- ICH GCP
- US Clinical Trials Registry
- Clinical Trial NCT00507507
A Study to Compare Tenofovir DF Versus the Combination of Emtricitabine Plus Tenofovir DF for the Treatment of Chronic Hepatitis B in Patients With Normal Alanine Aminotransferase (ALT)
A Randomized, Double-Blind Study Evaluating Tenofovir Disoproxil Fumarate (DF) Monotherapy Versus the Combination of Emtricitabine and Tenofovir DF for the Treatment of Chronic Hepatitis B
The main objective of the study was to evaluate the antiviral activity of tenofovir disoproxil fumarate (tenofovir DF) monotherapy versus emtricitabine (FTC) plus tenofovir DF combination therapy for the treatment of chronic hepatitis B (HBV) in participants in the immune tolerant phase of HBV infection.

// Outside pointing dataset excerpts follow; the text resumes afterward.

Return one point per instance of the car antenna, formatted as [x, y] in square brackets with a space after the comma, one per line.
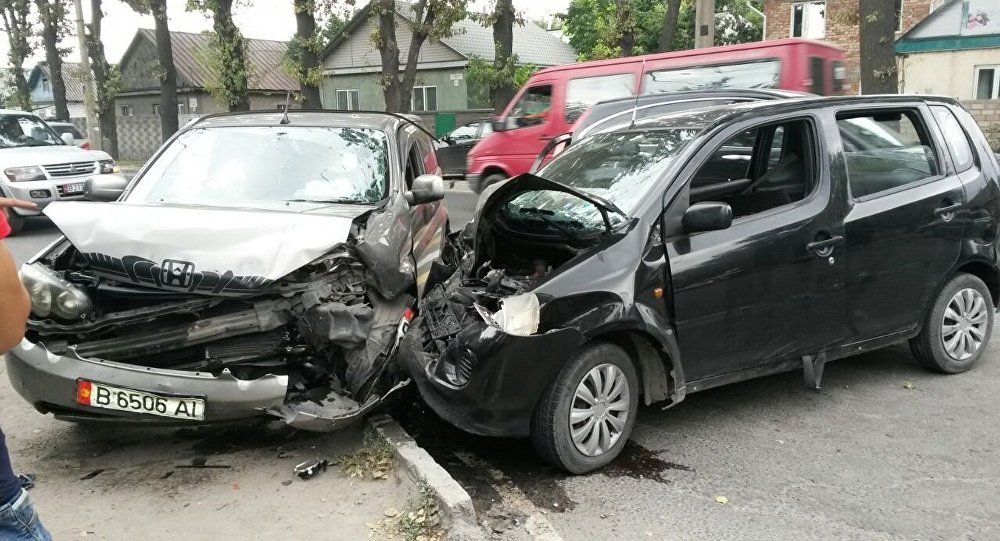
[284, 117]
[635, 105]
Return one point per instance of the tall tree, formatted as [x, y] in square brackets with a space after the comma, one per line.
[107, 79]
[234, 79]
[55, 26]
[431, 19]
[878, 47]
[15, 24]
[169, 122]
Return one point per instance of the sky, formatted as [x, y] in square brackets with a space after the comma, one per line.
[264, 19]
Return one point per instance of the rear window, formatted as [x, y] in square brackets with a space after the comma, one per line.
[763, 74]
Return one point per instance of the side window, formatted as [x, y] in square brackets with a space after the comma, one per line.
[582, 93]
[958, 141]
[780, 169]
[533, 106]
[885, 150]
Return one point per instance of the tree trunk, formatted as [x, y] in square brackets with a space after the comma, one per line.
[670, 25]
[503, 40]
[234, 58]
[305, 32]
[878, 47]
[165, 56]
[102, 75]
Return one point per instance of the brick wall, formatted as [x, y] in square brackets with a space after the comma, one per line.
[841, 28]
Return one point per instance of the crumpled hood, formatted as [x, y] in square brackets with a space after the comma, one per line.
[200, 249]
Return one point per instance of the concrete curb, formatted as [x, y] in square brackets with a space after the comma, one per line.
[454, 500]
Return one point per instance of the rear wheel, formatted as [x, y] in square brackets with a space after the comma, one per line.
[958, 326]
[587, 413]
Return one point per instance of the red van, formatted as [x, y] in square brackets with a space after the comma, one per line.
[554, 98]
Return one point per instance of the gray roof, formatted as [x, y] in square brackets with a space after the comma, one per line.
[263, 57]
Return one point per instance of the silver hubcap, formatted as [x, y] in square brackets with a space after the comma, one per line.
[964, 327]
[600, 409]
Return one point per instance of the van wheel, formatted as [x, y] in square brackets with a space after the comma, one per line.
[958, 327]
[586, 415]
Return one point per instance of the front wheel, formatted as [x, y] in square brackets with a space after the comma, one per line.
[958, 327]
[586, 415]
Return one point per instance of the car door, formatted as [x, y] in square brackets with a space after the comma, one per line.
[907, 216]
[765, 289]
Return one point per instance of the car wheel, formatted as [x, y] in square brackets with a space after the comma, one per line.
[958, 327]
[586, 415]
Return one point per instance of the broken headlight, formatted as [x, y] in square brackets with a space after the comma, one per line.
[51, 295]
[518, 315]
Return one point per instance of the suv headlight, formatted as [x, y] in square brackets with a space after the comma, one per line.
[20, 174]
[519, 315]
[51, 295]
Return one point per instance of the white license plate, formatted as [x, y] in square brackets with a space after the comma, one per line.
[99, 395]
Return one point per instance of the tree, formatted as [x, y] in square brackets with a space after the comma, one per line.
[15, 24]
[878, 47]
[228, 44]
[107, 79]
[431, 19]
[169, 121]
[55, 26]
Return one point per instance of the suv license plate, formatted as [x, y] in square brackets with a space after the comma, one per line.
[99, 395]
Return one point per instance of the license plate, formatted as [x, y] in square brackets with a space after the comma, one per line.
[99, 395]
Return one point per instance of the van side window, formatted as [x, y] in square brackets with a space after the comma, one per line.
[885, 150]
[584, 92]
[779, 168]
[533, 106]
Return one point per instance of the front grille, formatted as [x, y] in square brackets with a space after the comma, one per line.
[70, 169]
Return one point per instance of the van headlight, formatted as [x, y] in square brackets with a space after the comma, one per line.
[519, 315]
[51, 295]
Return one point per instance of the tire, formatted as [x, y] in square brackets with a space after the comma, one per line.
[551, 427]
[956, 331]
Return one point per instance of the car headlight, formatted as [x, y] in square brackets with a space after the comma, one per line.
[519, 315]
[20, 174]
[51, 295]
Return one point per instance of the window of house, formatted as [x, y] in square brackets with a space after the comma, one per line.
[349, 100]
[778, 168]
[424, 99]
[885, 151]
[987, 82]
[809, 20]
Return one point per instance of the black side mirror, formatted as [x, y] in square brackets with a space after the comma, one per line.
[707, 216]
[425, 189]
[104, 187]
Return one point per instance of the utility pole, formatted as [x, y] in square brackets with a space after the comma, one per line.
[93, 131]
[704, 23]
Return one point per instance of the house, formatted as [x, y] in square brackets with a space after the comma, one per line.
[352, 65]
[140, 93]
[837, 21]
[40, 86]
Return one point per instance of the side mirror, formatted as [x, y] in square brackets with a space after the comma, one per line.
[104, 187]
[707, 216]
[425, 189]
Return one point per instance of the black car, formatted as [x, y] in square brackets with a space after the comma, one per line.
[641, 264]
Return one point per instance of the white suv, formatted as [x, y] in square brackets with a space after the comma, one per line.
[39, 166]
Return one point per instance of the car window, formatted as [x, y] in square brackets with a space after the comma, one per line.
[958, 140]
[584, 92]
[779, 169]
[884, 151]
[533, 106]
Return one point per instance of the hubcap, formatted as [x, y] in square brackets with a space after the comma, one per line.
[964, 326]
[600, 410]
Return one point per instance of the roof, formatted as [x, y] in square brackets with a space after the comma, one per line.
[264, 58]
[532, 44]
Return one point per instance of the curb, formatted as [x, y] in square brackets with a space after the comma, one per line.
[454, 500]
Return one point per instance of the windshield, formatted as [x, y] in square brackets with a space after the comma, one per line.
[242, 166]
[26, 131]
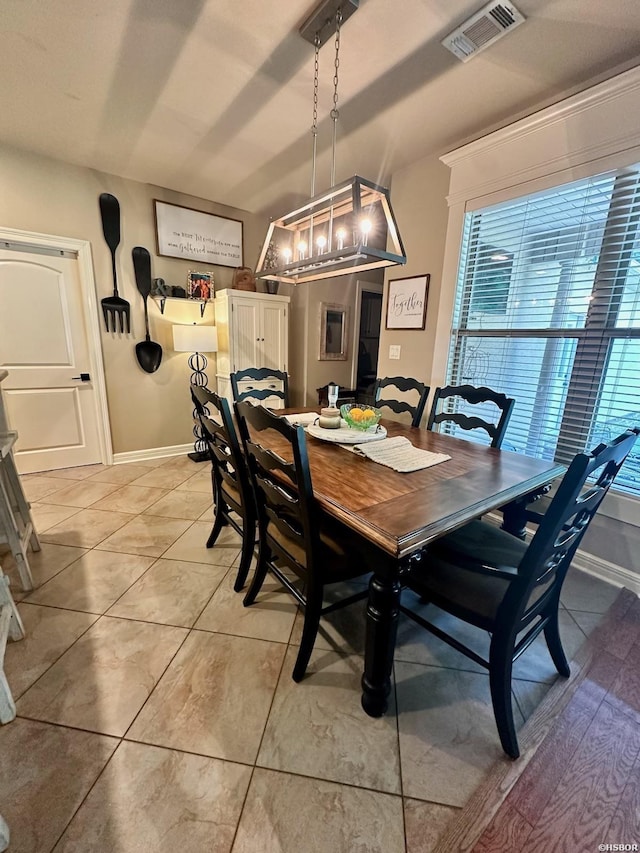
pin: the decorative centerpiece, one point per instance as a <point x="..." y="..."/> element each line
<point x="330" y="415"/>
<point x="330" y="418"/>
<point x="359" y="416"/>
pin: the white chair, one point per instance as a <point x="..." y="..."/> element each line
<point x="16" y="525"/>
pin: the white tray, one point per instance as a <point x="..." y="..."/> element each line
<point x="346" y="435"/>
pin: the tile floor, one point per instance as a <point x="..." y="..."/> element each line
<point x="156" y="713"/>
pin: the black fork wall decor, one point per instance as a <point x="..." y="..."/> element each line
<point x="115" y="309"/>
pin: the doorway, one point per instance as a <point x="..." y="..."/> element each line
<point x="54" y="394"/>
<point x="367" y="343"/>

The efficacy of tenofovir DF monotherapy versus FTC plus tenofovir DF combination therapy was evaluated for suppression of the virus (decrease in HBV DNA), serological response (generation of antibodies to the virus), biochemical response (changes in liver enzymes), and the development of drug-resistant mutations. The safety and tolerability of both tenofovir DF monotherapy and FTC plus tenofovir DF were evaluated by routine monitoring for adverse events and changes in laboratory parameters.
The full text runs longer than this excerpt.